This year’s Undergraduate Student Government budget has shown a relinquishing of the budget cuts that consumed almost every club during last year’s budget allocating.
Almost every club received a small increase in their funding, while some, like the Fine Arts Organization and the Japanese Student Organization, received double the amount of the previous year’s allocation.
There were, however, some notable exceptions to the increased funding. A number of religious organizations—Catholic Campus Club, Gospel Choir, Hillel, Orthodox Christian Fellowship, Intervarsity—all received a decreased amount in comparison to last year’s budget.
The political clubs also saw a change with the College Republicans shrinking from $15,070 in the 2011-2012 academic year to $8,384 for 2012-2013. Interestingly, they still received more than the College Democrat’s $7,500 budget.

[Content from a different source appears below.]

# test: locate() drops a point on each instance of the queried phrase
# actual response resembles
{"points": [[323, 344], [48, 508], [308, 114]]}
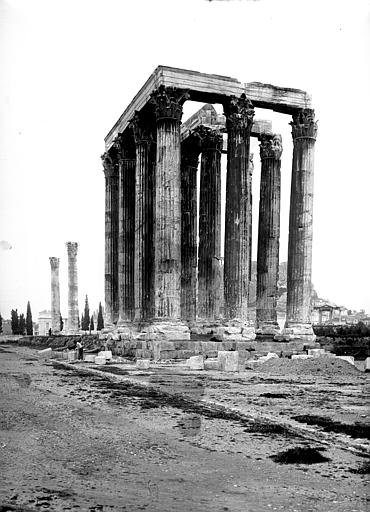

Another development was the Lesbian, Gay, Bisexual, and Transsexual Alliance’s budget increase. In the drastic 2011-2012 budget cuts that consumed almost every club, aside from the Student Activities Board, the LGBTA dropped from $13,500 to $8,489.
According to the LGBTA’s secretary, Nolan Theodore, the club was “not able to function to our optimum level this year” due to the budget cuts and a speaker cap that has since been repealed.
Thomas Kirnbauer, the 2011-2012 USG treasurer, said that the reason for some of the decreases in funding was the fact that 15 clubs did not send in their budget applications, even when the deadline was extended. As a result, any club that wanted to apply for funding in the Spring could only receive 66 percent of the previous year’s budget.
“If a club doesn’t apply in Spring, then we don’t want to reward them when they apply later,” Kirnbauer said when explaining the law.
There is also the option of event grants, an opportunity for event funding that was provided after last year’s budget cuts. Of course, any organization that does not host events cannot apply for this extra funding.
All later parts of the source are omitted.